"So, if it's a failure, don't blame me," I said. "And, if it's a success, don't thank me."

"I shall always thank you for your kindness to Hilda," she said, "especially when she was ill."

"That was nothing," I said.

"Hilda's parents don't think so."

And then she did a difficult thing very gracefully. We must have the girl's room properly disinfected, she told me; I assured her that Arthur had already received an estimate for redecorating the whole house. Thanks to them, we were now in a position... Hilda's room, she insisted, must be her province. I have told you that in the old committee days she positively imposed her will on the rest of us; so now. She would not leave the house until she had dragged the estimate out of me by main force.

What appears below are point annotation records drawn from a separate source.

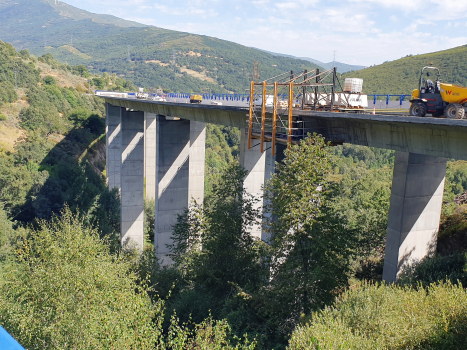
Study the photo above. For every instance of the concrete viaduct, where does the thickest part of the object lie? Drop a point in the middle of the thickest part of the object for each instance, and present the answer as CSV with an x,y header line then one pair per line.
x,y
159,147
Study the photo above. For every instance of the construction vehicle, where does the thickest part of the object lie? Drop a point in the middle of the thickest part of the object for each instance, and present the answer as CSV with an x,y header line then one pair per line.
x,y
196,98
438,99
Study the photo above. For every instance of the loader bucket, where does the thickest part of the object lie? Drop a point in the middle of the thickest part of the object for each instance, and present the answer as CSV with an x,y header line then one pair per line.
x,y
453,93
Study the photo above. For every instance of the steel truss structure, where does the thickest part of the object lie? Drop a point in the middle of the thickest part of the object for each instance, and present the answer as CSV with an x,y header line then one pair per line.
x,y
310,90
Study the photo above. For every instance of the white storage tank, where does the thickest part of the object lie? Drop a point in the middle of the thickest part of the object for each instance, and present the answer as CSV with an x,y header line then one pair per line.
x,y
354,85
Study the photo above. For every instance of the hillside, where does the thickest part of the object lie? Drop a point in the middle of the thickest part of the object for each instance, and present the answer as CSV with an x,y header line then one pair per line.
x,y
401,76
341,67
74,36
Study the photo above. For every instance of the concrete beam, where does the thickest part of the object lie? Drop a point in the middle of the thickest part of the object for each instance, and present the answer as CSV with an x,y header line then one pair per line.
x,y
113,141
260,167
415,210
436,137
132,179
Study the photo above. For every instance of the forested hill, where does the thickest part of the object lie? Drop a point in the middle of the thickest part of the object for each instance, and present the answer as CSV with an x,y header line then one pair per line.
x,y
401,76
202,63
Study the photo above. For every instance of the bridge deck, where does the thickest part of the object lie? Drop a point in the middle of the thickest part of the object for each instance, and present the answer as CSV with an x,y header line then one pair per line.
x,y
430,136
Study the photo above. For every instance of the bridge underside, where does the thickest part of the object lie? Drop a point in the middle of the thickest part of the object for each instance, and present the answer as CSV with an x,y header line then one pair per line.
x,y
165,150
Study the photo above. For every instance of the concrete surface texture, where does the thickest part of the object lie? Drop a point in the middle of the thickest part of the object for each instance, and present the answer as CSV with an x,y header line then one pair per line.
x,y
415,210
422,146
132,179
113,145
180,175
437,137
150,132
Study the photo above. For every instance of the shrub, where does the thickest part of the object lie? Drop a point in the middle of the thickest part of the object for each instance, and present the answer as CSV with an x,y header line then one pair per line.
x,y
69,291
389,317
49,80
437,268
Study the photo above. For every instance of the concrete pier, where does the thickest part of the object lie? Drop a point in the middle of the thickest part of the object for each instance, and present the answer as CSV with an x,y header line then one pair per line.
x,y
415,210
260,167
132,179
113,145
150,132
180,174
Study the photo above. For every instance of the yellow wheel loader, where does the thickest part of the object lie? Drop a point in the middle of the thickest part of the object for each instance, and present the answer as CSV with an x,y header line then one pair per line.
x,y
438,99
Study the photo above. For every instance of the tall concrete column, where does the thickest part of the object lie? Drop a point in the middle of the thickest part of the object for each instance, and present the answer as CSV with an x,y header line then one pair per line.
x,y
197,161
132,179
113,143
415,210
150,131
260,166
180,175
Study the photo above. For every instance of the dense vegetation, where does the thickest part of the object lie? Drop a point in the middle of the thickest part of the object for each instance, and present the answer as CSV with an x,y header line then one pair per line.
x,y
202,64
60,257
402,76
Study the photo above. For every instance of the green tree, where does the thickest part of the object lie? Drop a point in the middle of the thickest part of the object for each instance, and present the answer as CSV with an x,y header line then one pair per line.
x,y
311,246
68,291
212,244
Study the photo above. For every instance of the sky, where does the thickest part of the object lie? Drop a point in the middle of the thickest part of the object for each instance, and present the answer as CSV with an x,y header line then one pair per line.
x,y
362,32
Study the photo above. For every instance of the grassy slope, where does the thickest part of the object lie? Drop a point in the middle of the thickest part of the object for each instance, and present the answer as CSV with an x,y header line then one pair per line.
x,y
41,27
401,76
10,131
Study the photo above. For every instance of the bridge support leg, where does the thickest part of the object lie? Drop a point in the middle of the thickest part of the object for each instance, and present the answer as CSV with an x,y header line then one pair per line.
x,y
150,130
180,175
113,145
415,210
260,167
132,179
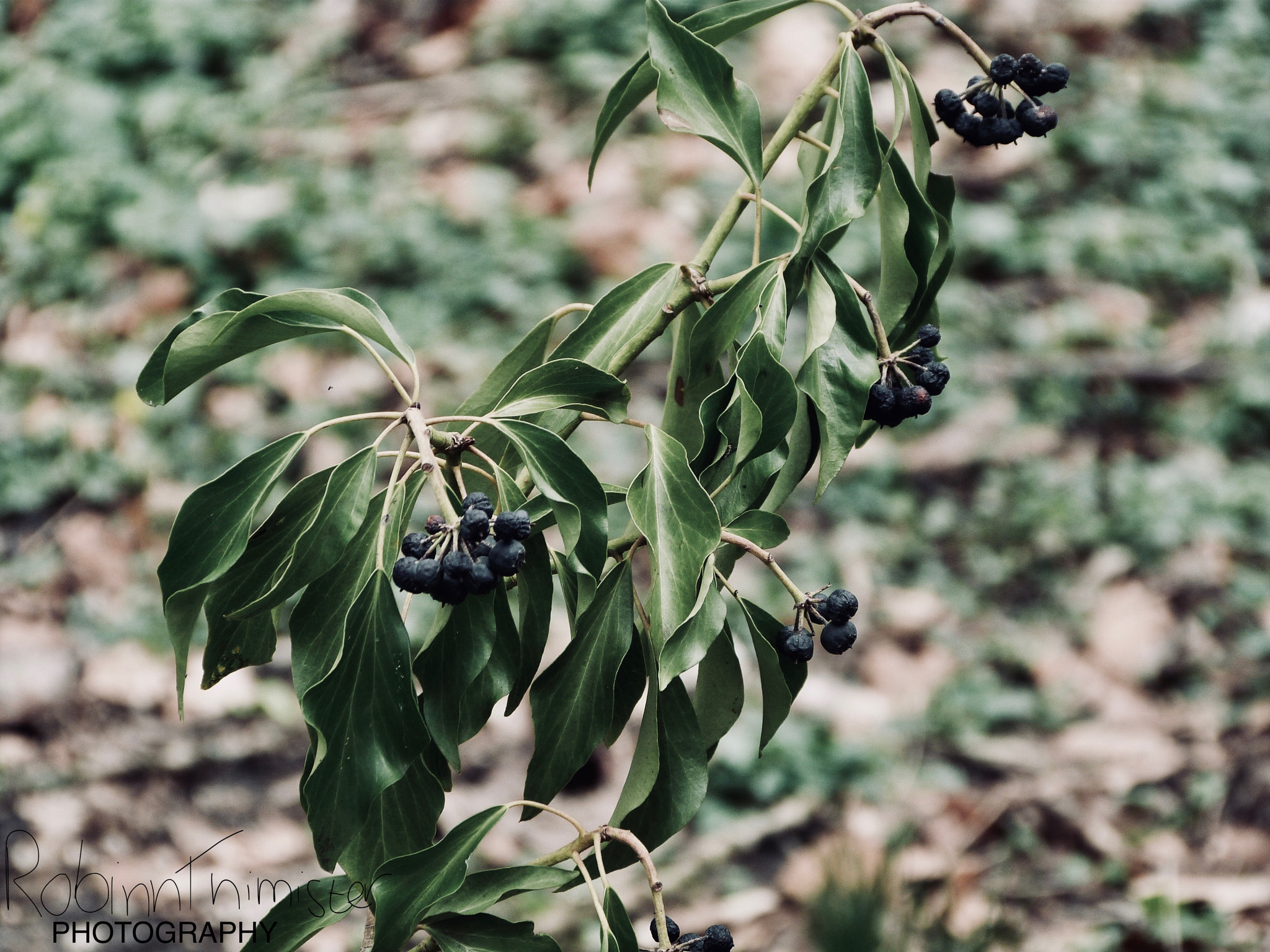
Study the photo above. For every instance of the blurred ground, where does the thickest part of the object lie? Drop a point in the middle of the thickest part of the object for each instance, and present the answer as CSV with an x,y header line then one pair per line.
x,y
1055,730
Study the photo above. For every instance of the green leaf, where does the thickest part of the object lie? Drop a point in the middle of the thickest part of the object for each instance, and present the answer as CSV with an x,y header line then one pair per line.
x,y
575,495
408,886
780,679
208,536
342,511
698,93
448,666
488,933
714,25
303,913
620,923
482,890
573,699
368,720
840,364
681,524
765,530
566,384
721,690
234,644
221,337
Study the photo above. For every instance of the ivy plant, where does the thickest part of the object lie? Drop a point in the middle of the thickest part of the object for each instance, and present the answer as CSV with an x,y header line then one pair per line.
x,y
745,421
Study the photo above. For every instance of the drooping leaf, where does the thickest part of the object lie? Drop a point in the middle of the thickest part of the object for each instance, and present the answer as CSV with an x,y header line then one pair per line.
x,y
343,509
838,366
208,536
219,338
408,886
566,384
714,25
721,690
234,644
781,679
483,889
488,933
681,524
368,719
698,93
573,699
305,912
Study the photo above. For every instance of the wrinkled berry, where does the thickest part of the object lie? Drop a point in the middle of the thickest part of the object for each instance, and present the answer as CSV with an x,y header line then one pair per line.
x,y
414,545
840,606
838,637
934,379
672,930
478,500
513,524
474,526
718,940
507,557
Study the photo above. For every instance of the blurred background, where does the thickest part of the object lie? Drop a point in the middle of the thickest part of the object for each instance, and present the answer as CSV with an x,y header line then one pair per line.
x,y
1054,733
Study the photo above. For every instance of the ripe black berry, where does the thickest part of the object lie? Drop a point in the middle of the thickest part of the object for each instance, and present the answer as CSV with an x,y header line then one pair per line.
x,y
507,557
478,500
718,940
840,606
838,637
798,646
1002,69
474,526
513,524
672,930
934,379
414,545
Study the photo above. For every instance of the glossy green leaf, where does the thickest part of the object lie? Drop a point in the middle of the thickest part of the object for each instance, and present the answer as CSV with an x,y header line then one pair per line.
x,y
714,25
566,384
765,530
780,679
698,93
238,643
368,720
208,536
573,699
342,511
408,886
221,337
681,524
488,933
838,366
721,690
482,890
306,910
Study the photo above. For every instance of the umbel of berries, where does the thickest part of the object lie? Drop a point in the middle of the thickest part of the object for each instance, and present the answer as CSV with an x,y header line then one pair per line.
x,y
995,121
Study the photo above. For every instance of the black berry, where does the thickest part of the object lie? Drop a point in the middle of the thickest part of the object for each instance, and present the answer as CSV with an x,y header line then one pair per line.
x,y
672,930
478,500
840,606
513,524
507,557
718,940
1002,69
474,526
414,545
838,637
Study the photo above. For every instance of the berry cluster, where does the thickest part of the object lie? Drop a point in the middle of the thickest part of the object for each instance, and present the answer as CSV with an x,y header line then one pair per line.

The work has recently been completed. There was the usual letter to ask if we were satisfied, and Arthur wrote out a cheque. It was returned. Mr. Surdan had asked to have the account sent to him... I was beside myself with anger at such a liberty...

I tell this against myself, because, having gone to curse, I stayed to pray, as it were. Mrs. Surdan wouldn't let me speak.

"Hilda is our only child, as Mr. Will is yours," she said. "If anything had happened to her, you can imagine what we should have thought. Is it altogether kind to say that we must not thank you for your devotion to our little girl?"

There you have the woman—clever, direct, going straight to my weak place...

What could one say?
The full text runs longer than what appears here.